Sample dataset#

The official ClickHouse® website offers a list of example datasets to get you started. Each dataset has a description on how to download, inject, and transform the data samples as needed.

This article takes a closer look at how to use the Anonymized Web Analytics Data example dataset. This contains two tables:

  • hits_v1, with data for every user action

  • visits_v1, with information about every user session

The steps below show you how to download the dataset, set up a connection with the server, and load the data into your cluster. ClickHouse already offers detailed instructions on setting up this dataset, but these steps add some more details on how to run commands by using a ClickHouse client running in Docker.

Download the dataset#

Download the original dataset directly from the dataset documentation page. You can do this using cURL, where the generic command looks like this:

curl address_to_file_in_format_tsv_xz | unxz --threads=`nproc` > file-name.tsv

Note

The nproc Linux command, which prints the number of processing units, is not available on macOS. To use the above command, add an alias for nproc into your ~/.zshrc file: alias nproc="sysctl -n hw.logicalcpu".

This command allows you to download and extract data from the URLs specified in the ClickHouse documentation.

Once done, you should have two files available: hits_v1.tsv and visits_v1.tsv.

Set up the service and database#

If you don’t yet have an Aiven for ClickHouse service, follow the steps in our getting started guide to create one.

When you create a service, a default database was already added. However, you can create separate databases specific to your use case. We will create a database with the name datasets, keeping it the same as in the ClickHouse documentation.

To create the new database:

  • go to the Aiven web console and click the Databases & Tables tab of your service page

  • create the database datasets.

Connect to the ClickHouse database#

We will be using the ClickHouse client to connect to the server. Follow the separate guide to familiarize yourself with how to set up and start using the ClickHouse client.

To connect to the server, use the connection details that you can find in the Connection information section of the Overview page in the Aiven web console.

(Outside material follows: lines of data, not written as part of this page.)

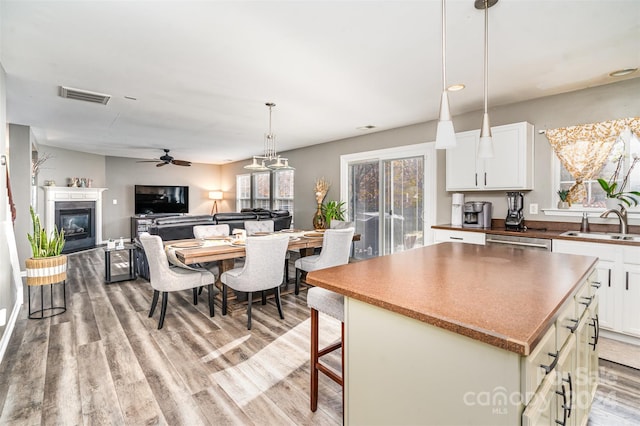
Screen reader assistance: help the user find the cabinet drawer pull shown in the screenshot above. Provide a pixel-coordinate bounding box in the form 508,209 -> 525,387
589,314 -> 600,351
562,373 -> 573,417
580,297 -> 593,308
624,271 -> 629,290
556,385 -> 570,426
540,351 -> 558,374
565,318 -> 580,334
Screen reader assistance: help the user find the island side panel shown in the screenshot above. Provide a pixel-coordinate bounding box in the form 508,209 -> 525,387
345,298 -> 523,425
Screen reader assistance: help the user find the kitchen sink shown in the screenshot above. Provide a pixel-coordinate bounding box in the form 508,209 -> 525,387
560,231 -> 640,242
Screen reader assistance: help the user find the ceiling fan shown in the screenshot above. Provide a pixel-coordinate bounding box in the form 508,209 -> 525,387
138,148 -> 191,167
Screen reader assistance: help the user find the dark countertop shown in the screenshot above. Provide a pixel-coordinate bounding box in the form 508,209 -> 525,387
431,219 -> 640,247
307,243 -> 598,356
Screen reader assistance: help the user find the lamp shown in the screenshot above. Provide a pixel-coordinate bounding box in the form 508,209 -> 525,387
436,0 -> 456,149
474,0 -> 498,158
209,191 -> 222,216
244,102 -> 295,171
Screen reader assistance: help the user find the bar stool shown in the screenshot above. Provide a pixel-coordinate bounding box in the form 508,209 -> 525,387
307,287 -> 344,412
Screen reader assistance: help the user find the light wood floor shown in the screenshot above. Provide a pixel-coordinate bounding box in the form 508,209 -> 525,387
0,249 -> 640,425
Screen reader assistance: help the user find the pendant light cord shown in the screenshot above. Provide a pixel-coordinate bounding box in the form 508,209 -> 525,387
484,0 -> 489,113
442,0 -> 447,92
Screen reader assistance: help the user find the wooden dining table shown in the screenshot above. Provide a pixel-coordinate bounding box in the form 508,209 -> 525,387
165,231 -> 330,313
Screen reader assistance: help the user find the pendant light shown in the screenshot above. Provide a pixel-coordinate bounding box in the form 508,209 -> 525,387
474,0 -> 498,158
244,102 -> 295,172
436,0 -> 456,149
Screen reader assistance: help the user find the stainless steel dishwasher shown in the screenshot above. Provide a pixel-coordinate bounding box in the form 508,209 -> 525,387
485,234 -> 551,251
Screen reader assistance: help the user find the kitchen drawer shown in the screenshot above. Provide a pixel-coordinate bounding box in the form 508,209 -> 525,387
556,299 -> 579,350
623,246 -> 640,265
521,324 -> 558,405
433,229 -> 485,245
575,281 -> 595,319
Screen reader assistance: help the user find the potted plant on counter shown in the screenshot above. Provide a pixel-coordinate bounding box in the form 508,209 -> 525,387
322,201 -> 345,227
598,154 -> 640,209
558,189 -> 571,209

You will need Host, Port, User, and Password.

docker run --interactive            \
--rm clickhouse/clickhouse-client   \
--user USERNAME                     \
--password PASSWORD                 \
--host HOST                         \
--port PORT                         \
--secure

Once you’re connected, you can run queries from within the ClickHouse client.

Create tables#

The next step is to add new tables to your newly created database. The ClickHouse documentation includes a sample CREATE TABLE command with the recommended table structure, use it to create the tables for both hits_v1 and visits_v1:

CREATE TABLE datasets.hits_v1 [...]
CREATE TABLE datasets.visits_v1 [...]

Note

If no database is specified, the default one is used.

Load data#

Now that you have a dataset with two empty tables, we’ll inject data into each of the tables. However, because we need to access files outside the docker container, we’ll run the command specifying --query parameter. To do this:

  1. Go to the folder where you stored the downloaded files for hits_v1.tsv and visits_v1.tsv.

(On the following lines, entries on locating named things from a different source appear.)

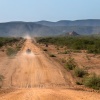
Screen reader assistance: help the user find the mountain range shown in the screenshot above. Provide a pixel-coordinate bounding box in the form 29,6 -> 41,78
0,19 -> 100,36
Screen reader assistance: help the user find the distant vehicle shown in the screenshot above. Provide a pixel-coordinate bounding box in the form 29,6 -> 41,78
26,49 -> 31,53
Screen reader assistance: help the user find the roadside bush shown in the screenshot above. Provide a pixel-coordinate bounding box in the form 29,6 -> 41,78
43,49 -> 47,51
50,54 -> 56,57
76,81 -> 83,85
74,67 -> 87,77
84,74 -> 100,90
0,75 -> 4,88
38,36 -> 100,54
6,48 -> 17,56
61,58 -> 66,63
65,58 -> 76,70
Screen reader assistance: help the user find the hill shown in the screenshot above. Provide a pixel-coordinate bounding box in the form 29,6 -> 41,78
0,20 -> 100,36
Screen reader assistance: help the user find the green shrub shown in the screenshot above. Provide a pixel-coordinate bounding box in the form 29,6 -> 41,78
38,36 -> 100,54
84,74 -> 100,90
43,49 -> 47,51
61,58 -> 66,63
0,75 -> 4,88
65,58 -> 76,70
74,67 -> 87,77
76,81 -> 83,85
50,54 -> 56,57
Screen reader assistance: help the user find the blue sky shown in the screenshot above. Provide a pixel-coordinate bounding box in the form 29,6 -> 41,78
0,0 -> 100,22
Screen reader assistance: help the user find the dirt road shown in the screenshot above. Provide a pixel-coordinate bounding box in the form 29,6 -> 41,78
0,39 -> 100,100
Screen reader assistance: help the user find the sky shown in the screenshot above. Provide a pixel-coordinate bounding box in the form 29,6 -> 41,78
0,0 -> 100,22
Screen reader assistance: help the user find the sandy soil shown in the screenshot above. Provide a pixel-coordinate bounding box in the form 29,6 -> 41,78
0,39 -> 100,100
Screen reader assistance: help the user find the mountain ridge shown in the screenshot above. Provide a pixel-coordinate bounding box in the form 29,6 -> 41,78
0,19 -> 100,36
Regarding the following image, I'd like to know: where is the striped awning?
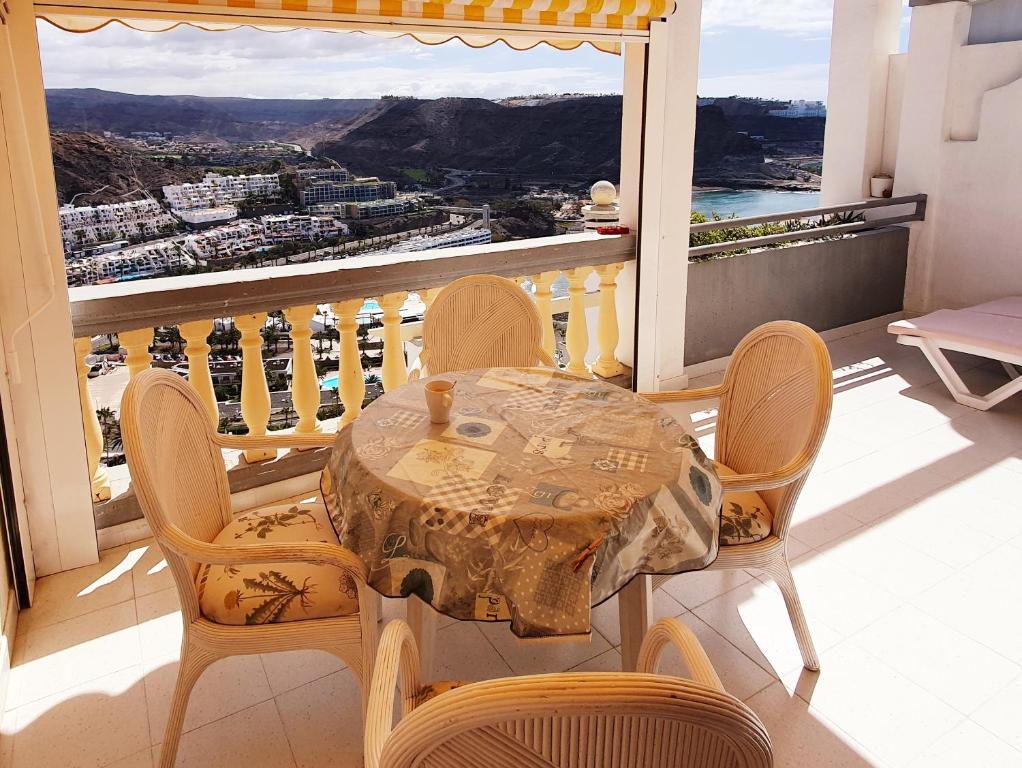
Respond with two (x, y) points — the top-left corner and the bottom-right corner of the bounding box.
(35, 0), (675, 52)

  2. Run the following command:

    cat hits_v1.tsv | docker run        \
    --interactive                       \
    --rm clickhouse/clickhouse-client   \
    --user USERNAME                     \
    --password PASSWORD                 \
    --host HOST                         \
    --port PORT                         \
    --secure                            \
    --max_insert_block_size=100000      \
    --query="INSERT INTO datasets.hits_v1 FORMAT TSV"
    

    hits_v1.tsv contains approximately 7Gb of data. Depending on your internet connection, it can take some time to load all the items.

  3. Run the corresponding command for visits_v1.tsv:

    cat visits_v1.tsv | docker run      \
    --interactive                       \
    --rm clickhouse/clickhouse-client   \
    --user USERNAME                     \
    --password PASSWORD                 \
    --host HOST                         \
    --port PORT                         \
    --secure                            \
    --max_insert_block_size=100000      \
    --query="INSERT INTO datasets.visits_v1 FORMAT TSV"
    

You should now see the two tables in your database and you are ready to try out some queries.

Run queries#

Once the data is loaded, you can run queries against the sample data you imported. For example, here is a command to query the number of items in the hits_v1 table:

SELECT COUNT(*) FROM datasets.hits_v1

Another example uses some additional query features to find the longest lasting sessions:

SELECT StartURL AS URL,
    MAX(Duration) AS MaxDuration
FROM datasets.visits_v1
GROUP BY URL
ORDER BY MaxDuration DESC
LIMIT 10

See tables in the console#

You can also use the database and added tables with the data in the Aiven web console. You can find them on the Databases & Tables tab of your service.